Lewis Edwards


Posted: 2026-03-30

HealthPharmacologyDrugsNarrative DistortionSystem-Created RiskHeavyDomestic ViolenceAddictionPsychiatry

🔗 Amphetamines And You

The official story is that prescribed amphetamines have a similar risk profile to other psychiatric medications. As soon as you start digging, this story rapidly becomes extremely problematic.

Amphetamine is the same molecule whether it's legal or not.

I used to do a lot more advocacy than I do now. The number of people I got diagnosed with ADHD was in the double digits. I basically stopped doing it because how many fucking ruined lives are you willing to be responsible for? One should have been plenty.

Stimulants (especially amphetamines) have a distinctive failure mode in which the drug destroys the reliability of the person reporting on its effects.
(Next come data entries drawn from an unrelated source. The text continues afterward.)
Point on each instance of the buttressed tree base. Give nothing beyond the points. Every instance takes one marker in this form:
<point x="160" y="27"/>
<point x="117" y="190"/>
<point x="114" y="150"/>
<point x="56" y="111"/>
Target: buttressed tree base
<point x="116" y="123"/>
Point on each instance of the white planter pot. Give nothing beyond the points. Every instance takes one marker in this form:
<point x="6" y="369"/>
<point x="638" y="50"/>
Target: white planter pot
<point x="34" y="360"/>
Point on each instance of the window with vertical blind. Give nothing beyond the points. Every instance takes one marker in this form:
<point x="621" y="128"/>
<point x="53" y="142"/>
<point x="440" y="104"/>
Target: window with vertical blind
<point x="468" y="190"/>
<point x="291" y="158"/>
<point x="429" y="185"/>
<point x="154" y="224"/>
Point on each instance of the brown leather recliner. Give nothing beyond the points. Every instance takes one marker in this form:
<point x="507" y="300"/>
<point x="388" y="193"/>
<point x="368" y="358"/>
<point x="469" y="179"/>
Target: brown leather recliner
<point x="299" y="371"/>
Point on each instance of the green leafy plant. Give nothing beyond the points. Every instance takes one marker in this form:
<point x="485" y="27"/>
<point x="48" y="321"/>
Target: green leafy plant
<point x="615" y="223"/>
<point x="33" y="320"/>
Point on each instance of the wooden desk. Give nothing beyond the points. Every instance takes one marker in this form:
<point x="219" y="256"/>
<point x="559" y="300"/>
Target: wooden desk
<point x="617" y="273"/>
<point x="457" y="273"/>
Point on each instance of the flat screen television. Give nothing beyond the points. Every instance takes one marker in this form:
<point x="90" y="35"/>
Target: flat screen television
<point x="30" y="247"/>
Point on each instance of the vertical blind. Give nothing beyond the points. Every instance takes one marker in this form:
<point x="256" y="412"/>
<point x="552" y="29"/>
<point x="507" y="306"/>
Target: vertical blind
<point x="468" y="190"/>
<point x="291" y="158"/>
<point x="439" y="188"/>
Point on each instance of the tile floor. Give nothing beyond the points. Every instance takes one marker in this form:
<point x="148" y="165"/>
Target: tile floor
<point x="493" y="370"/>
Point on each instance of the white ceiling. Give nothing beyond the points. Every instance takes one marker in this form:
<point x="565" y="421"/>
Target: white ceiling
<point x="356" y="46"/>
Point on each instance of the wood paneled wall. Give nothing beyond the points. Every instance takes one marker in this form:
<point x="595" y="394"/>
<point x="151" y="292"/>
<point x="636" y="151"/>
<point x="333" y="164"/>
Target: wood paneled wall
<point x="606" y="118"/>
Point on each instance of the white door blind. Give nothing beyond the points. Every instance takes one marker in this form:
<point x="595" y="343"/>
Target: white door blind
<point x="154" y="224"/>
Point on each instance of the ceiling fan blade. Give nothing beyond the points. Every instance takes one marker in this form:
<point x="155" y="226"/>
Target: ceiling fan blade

If someone's antidepressants are not good for them, and you say so, the reply will look like "yeah, I guess I've been in a bad mood a lot lately. You might be onto something. I'm going to talk to my doctor."

If someone's amphetamines are not good for them, and you say so, the reply will often be more like "FUCK YOU. HOW DARE YOU? WHAT THE FUCK DO YOU KNOW? YOU'RE NOT QUALIFIED, YOU KNOW NOTHING ABOUT THIS OR MY MEDICAL HISTORY. WHO THE FUCK ARE YOU TO GIVE ME MEDICAL ADVICE?" In these cases, the person becomes incredibly forceful, certain, and morally outraged; completely unreachable while utterly convinced of their own clarity.

Everything is louder and brighter. Everything makes more sense. Every conflict has an obvious villain. The drug itself becomes untouchable and unspeakable. The person's anger is focused, incandescent and driven. There is a very shouty, very defensive, very aggressive user culture surrounding amphetamines.

In Victoria, a common arrangement is that a psychiatrist diagnoses ADHD, then delegates prescribing rights to a GP the patient sees monthly (aside from maybe a yearly check-in with the psychiatrist). These appointments are, in reality, mostly self report:

"How's your mood?" "Good."

"How's your focus?" "Excellent."

"Sleeping okay?" "Yeah."

"Not feeling irritable?" "No."

"Here's your script."

Meanwhile, their partner suddenly became a narcissist, their parents became toxic, and their best friend never wants to talk to them again. But the meds are going great.

Overconfident moral recoding of the people around them (often in Internet therapy language) becomes normal, and tends not to be noticed as a symptom.

Studies on the drugs look very similar: lots of self-report and a lack of attention towards the carnage in the person's broader life. Patients will accidentally "conspire" to make the drug look safe, because they'll say whatever they need to so they can keep receiving it.

An FDA review of another stimulant program spells the logic out even more bluntly: in the "traditional design" with open-label titration and randomisation of only patients who tolerated the drug, events causing discontinuation before randomization would not be counted. [1] In other words, be aware that the study pre-filters in the people who want to stay on the drug, making it look safer and more effective than it really is.

Self-assessment doesn't only fail at detecting escalating aggression: it can also fail to detect the drugs actively worsening the person's functioning.

My ex was a teacher. Paperwork was more than half of her job, and most of the remainder was sharing and receiving information orally. Before her first NDIS planning meeting, I tried to explain the basics of what she was about to go through. She couldn't concentrate enough to listen to a 5 minute explanation, and asked for a printed note (with the key terms bolded). I did this. In the middle of the note was a 20pt bold red headline: "DO NOT SHOW THEM THIS."

She started the planning meeting without having read it, and when they asked about her impairment, she brandished it in front of them and said "I can't even read this!"

But her focus was excellent, apparently.

There is a genetic component to this: the phenotypes associated with having ADHD do not preclude the ones which render a person susceptible to major trouble from amphetamines. It is absolutely possible to genuinely have ADHD, and also respond to amphetamines with addiction, aggression, or both. It might even make your focus worse.

I did not suddenly turn into an abuser the day my wife filled her first Vyvanse script. The human cost of this problem is very real. I was the one who made the diagnosis happen, too.

🔗 Other Lived Experience

"Amphetamines make you into the worst version of yourself. People become super defensive about the drugs."
~ Anonymous

"I'd concur with the other quote. It made them literally the opposite of what their genuine personality is. Top, solid, good person, but when they were on it, it just wiped that out, and it was like they were a blob of dark, heavy, angry energy. You could just be near them and that was the aura you'd feel."
~ Anonymous

"It was a bit scary. I gotta get away from them."
~ Anonymous

🔗 Checkin

Written on: 7.5mg olanzapine since 2025-11-11; taken continuously since 2006

Cognitive capacity: improving! - estimate 15% of brain and climbing

I absolutely think that objective longitudinal metrics should be a critical part of ADHD treatment, but that's a story for another time. Amphetamine-induced mania is an entirely new level of fucked up, and you should be aware of it.